Shannon Entropy is typically measured in bits. For example, if it is known you always use a lowercase dictionary English word for a password, and your English dictionary has 4096 words, then the entropy of your password is 12 bits, even though storing your password in plaintext may take up, say, 20 characters multiplied by 8 bits per character, for a total of 160 bits.

It may be tempting to think that lowering entropy increases value. For example, say we use a sequence of barometer readings to indicate whether or not to bring an umbrella, and that correctly being umbrella-clad or not is very valuable to us. I.e. we feel very foolish if we bring an umbrella and it's not raining, and very foolish if we don't bring an umbrella and it is raining.

Say we can encode a barometer reading in 128 values (1.28 inches of mercury variation from the mean of 30.00 inches, with 0.01 inch precision), and that we need 48 such hourly readings, in order to make a forecast. That's 7 times 48 bits, which is 336 bits of raw data. Say we can do a lossless compression of that down to 150 bits, based on that measurements are clustered around the mean of 30.00 and that measurements from one hour to the next do not typically vary much.
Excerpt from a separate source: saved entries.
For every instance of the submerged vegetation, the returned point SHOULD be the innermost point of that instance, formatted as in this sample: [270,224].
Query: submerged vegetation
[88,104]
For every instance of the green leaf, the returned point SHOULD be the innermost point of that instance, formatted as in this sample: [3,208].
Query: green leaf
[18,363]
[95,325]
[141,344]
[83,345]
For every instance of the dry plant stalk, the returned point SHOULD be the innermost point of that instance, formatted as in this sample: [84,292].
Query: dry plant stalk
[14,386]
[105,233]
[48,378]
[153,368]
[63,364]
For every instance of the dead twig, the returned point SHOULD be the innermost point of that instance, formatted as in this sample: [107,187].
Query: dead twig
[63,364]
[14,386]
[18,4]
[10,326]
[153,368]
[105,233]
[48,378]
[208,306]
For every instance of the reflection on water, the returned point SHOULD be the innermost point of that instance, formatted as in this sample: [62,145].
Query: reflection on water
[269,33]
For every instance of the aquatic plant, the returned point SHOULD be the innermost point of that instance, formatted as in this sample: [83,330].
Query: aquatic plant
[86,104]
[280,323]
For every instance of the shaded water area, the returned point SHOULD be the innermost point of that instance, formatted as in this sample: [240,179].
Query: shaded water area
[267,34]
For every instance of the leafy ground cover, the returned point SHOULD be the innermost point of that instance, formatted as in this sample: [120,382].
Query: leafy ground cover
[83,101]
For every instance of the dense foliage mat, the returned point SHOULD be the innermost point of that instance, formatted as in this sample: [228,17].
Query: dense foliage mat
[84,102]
Our outcome, umbrella vs. no umbrella, can be encoded in a single bit. Indeed, we have reduced entropy from 150 bits to 1 bit, and a bit that is very valuable to us. This corresponds to our notion of entropy from thermodynamics.

But what if our algorithm for predicting rain based on barometer readings is not very good? Then the value of our single bit is reduced.

Thus, it is not possible to simplisticly say that the goal of Data Science is to reduce entropy. The cliche is true, and it is painful to repeat the tired cliche, but the goal of Data Science is to produce value. Producing a single bit recommendation of umbrella vs. no umbrella is certainly a crisp and actionable recommendation, but its value depends upon its accuracy.